I would absolutely recommend the Change100 Programme to any students and graduates with disabilities. We all know how difficult it is to find employment these days, without the added barrio of having a disability to content with as well. So any work experience you can get to demonstrate your skills is going to be hugely beneficial, because it will be something you can refer back to in future applications and interviews to demonstrate to prospective employers your capabilities and strengths. That’s what I’m hoping anyway!

I will be writing future posts on my experience applying for Access to Work, the government funded scheme intended to support disabled people in employment, and look out for a Dog Blog coming up all about Jazzy’s perspective getting to grips with our commute.

Change 100

I’ve been keeping this under my hat for a while now, but some exciting things are soon ahead for Jazzy and I and I’m excited to share them here.

AS you might know, I graduated from University with a 1st in English Literature in 2016. Since then I stayed in the city I studied in, hoping to find work. I would like to work in Communications, doing things like writing press releases, managing social media platforms etc. I’ve had some experience working in the Corporate Communications team of my University while I was studying, but unfortunately haven’t been able to find work in the sector since graduating.

The process of looking and applying for work as someone with a disability is a topic I’ll expand on in another post, but for now I’ll share the fantastic news that I’ve finally gotten an internship for the summer which will hopefully go a long way to helping me into full time employment.

I’ve gained this internship through the Change 100 Programme, a scheme run by Leonard Cheshire Disability aiming to help disabled students and graduates into work by offering internship opportunities and mentorship.

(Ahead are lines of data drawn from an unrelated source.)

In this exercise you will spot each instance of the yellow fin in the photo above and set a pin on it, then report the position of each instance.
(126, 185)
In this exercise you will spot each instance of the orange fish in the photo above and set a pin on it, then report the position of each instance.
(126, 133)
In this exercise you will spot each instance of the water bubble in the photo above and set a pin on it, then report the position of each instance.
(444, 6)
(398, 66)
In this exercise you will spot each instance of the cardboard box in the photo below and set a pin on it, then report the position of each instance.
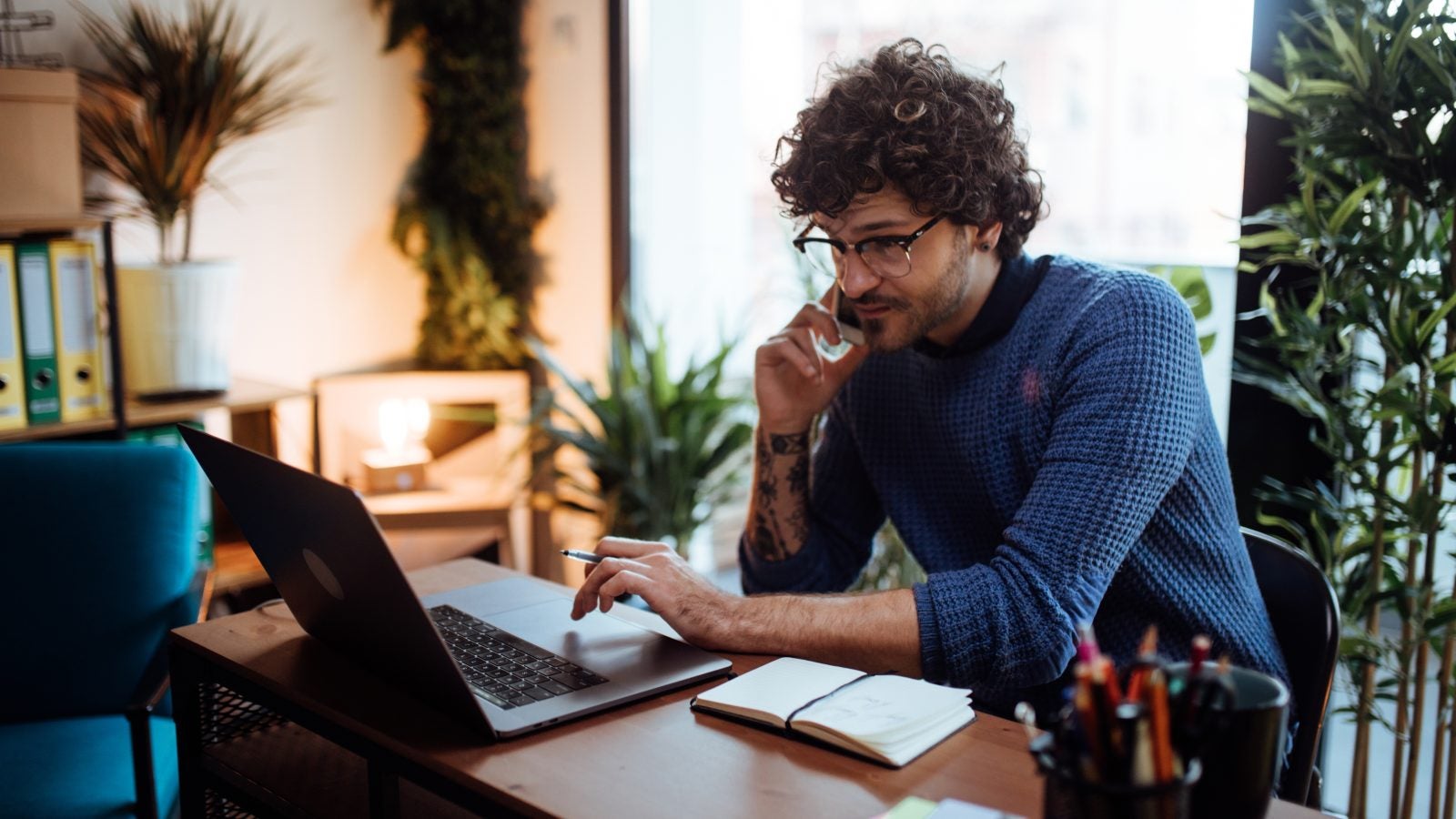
(40, 152)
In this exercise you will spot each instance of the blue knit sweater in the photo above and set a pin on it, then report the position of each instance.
(1065, 471)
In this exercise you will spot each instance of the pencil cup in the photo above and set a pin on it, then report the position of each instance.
(1244, 753)
(1067, 796)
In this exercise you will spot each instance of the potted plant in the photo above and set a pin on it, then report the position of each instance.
(172, 95)
(1361, 339)
(664, 450)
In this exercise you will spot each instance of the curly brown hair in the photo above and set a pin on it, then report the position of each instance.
(909, 118)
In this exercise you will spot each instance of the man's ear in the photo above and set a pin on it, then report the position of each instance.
(987, 238)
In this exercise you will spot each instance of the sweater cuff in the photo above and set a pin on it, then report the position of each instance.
(761, 574)
(932, 654)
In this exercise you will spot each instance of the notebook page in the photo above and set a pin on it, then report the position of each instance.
(779, 688)
(885, 710)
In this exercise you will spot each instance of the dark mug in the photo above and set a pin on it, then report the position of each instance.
(1244, 753)
(1069, 796)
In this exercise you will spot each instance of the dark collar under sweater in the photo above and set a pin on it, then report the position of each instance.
(1016, 285)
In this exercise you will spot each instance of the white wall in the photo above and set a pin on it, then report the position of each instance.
(310, 205)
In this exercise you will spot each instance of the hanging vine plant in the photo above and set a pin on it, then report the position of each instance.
(466, 210)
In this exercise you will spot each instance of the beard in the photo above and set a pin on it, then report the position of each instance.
(914, 319)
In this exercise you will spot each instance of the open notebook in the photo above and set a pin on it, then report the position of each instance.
(885, 717)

It’s a relatively new programme that is gaining success every year, this year partnering with organisations to offer 140 internships to disabled students and graduates around the country. Find out more information about the Change 100 Programme via this link:

https://www.leonardcheshire.org/support-and-information/life-and-work/skills-development/employment-programmes/change100

Undertaking the internship means relocating for Jazzy and I as we’ll be working in London. We’ll be living just outside the capital and commuting in every day, working five days a week for three months. Inevitably it’ll be a big change for both of us and though it sounds a little daunting I’m excited and confident we’ll both take it in our stride.

We’ve already taken steps to ensuring a smooth transition, having mobility and orientation in London and escalator training for Jazzy. It’s important to take my guide dog into account whenever big changes like this are on the horizon. Thankfully Jazzy is an adaptable and confident dog; she is very quick to learn new routes and enjoys doing it so I don’t foresee any problems where she is concerned.

I’ve also had my first experience of applying to Access To Work; a government funded scheme intended to level the playing field for disabled people in work by providing accessibility equipment and support for a disabled person so that they need not depend on their employer for those adaptions. Access to Work has a somewhat mixed reputation and from my experience with them so far, I’m not sure that reputation is unfounded, though my dealings with them are currently ongoing so I’ll update on my experience with them in a later post.

For now, I think that’s as much as I can say at this point. I start my internship in a couple of weeks so I’ll be sure to keep my readers updated with our progress adapting to working in the big city. Until then, wish me luck!